For 16 months the Tour announced no suspensions, which meant it had found nothing in the way of performance-enhancing drugs. But then came Nov. 2, and Monday, and doping in golf didn't seem as funny.

"In no way was I trying to enhance my performance," Barron said. "I was trying to live like a healthy adult male — my sex drive was low, my energy was low. I know it's hard to get out of bed for some people, but with my [abnormally low] testosterone I just didn't ever want to get out of bed."

Barron tested positive for both substances on June 11, when he was in the process of complying with the Tour's October 2008 order to wean himself off Propranolol, his suit contends. He was still taking the beta blocker, but at a much lower dosage than he had previously. He also claims he was getting off testosterone, as the Tour told him to do in January after denying his final TUE application. He had stopped taking monthly injections in October 2008 but had a one-time shot last June. That was his second mistake.

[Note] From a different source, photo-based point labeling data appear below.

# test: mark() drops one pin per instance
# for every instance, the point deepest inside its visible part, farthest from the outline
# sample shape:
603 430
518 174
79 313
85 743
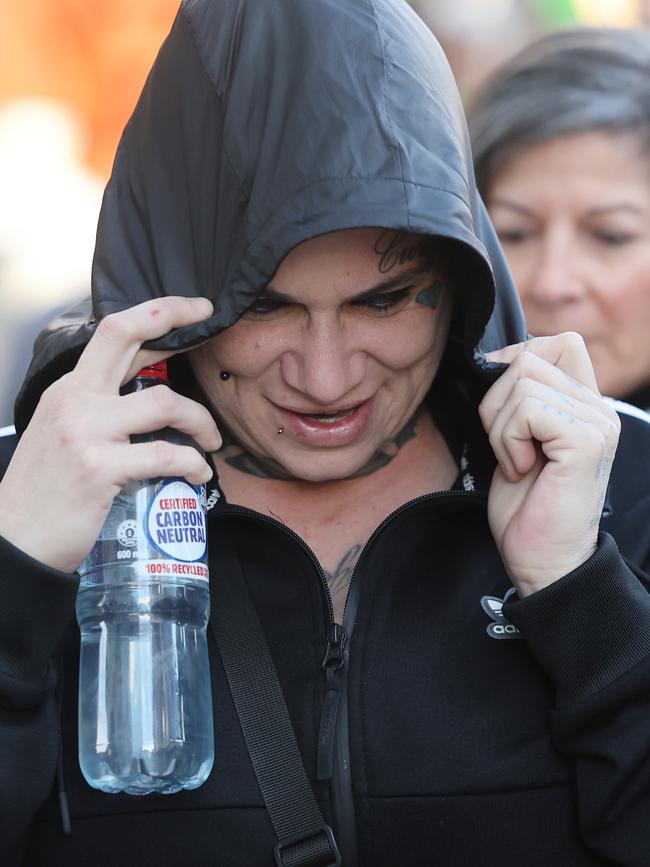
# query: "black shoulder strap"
304 839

"I knew I was going to fail it," he said of the drug test. "But I hadn't had a testosterone shot in seven months and was feeling like I felt when I couldn't get out of bed."

Young said on Friday: "He was told very clearly, 'You are not to use testosterone.' To get ready for the St. Jude Classic, he got a shot."

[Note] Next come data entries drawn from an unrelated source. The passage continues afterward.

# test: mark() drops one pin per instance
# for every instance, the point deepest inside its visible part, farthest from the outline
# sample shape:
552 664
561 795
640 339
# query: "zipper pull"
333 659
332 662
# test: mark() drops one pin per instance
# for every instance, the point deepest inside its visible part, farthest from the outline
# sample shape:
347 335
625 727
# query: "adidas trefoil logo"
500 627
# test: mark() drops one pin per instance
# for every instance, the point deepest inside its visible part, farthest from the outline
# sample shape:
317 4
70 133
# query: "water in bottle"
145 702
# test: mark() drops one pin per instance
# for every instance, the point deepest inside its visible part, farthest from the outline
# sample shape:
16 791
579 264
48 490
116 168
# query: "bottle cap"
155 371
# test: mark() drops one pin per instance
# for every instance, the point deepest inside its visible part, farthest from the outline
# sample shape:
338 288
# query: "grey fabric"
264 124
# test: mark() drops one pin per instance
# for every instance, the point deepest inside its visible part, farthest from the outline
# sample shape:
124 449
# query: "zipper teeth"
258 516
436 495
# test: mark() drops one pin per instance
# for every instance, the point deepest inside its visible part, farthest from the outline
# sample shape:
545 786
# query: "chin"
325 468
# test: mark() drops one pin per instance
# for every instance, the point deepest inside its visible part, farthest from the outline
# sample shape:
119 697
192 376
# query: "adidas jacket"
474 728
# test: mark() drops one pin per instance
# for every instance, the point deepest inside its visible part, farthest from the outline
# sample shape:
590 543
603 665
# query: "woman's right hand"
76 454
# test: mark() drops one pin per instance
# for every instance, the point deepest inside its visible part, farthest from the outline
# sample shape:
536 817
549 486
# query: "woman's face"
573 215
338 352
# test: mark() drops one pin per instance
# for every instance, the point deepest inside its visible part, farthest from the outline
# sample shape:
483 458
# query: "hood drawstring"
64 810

Shaun Micheel, a Tour pro and one of Barron's friends in Memphis, rubs testosterone cream on his shoulder for the same condition Barron claims to have. But Micheel was given a TUE for the drug after a contentious, four-month ordeal with the Tour. More than once Monday evening, Barron mentioned Micheel's willingness to stick up for himself at that early stage. Perhaps he was helped by the fact that his wife is a lawyer, Barron added.

"The testosterone shot — do I regret taking it? Yes, but I felt like I needed it. I personally thought that if Tim Finchem knew me as a person, knew my medical history, which has been documented in articles in the [Memphis] Commercial-Appeal ..." he said, his voice trailing off.

On Monday night, Barron called his wife, Leslie, back in Memphis and told her the news. She and their 8- and 3-year-old sons awaited his return, but he had already been in Houston for two weeks, trying to knock the rust off his game by playing a few mini-tour events.

It would be a nine-hour drive home, and Barron would have plenty of time to ponder his uncertain future. Playing 18 holes Tuesday sounded more appealing. After all, Horne had brought his clubs all this way.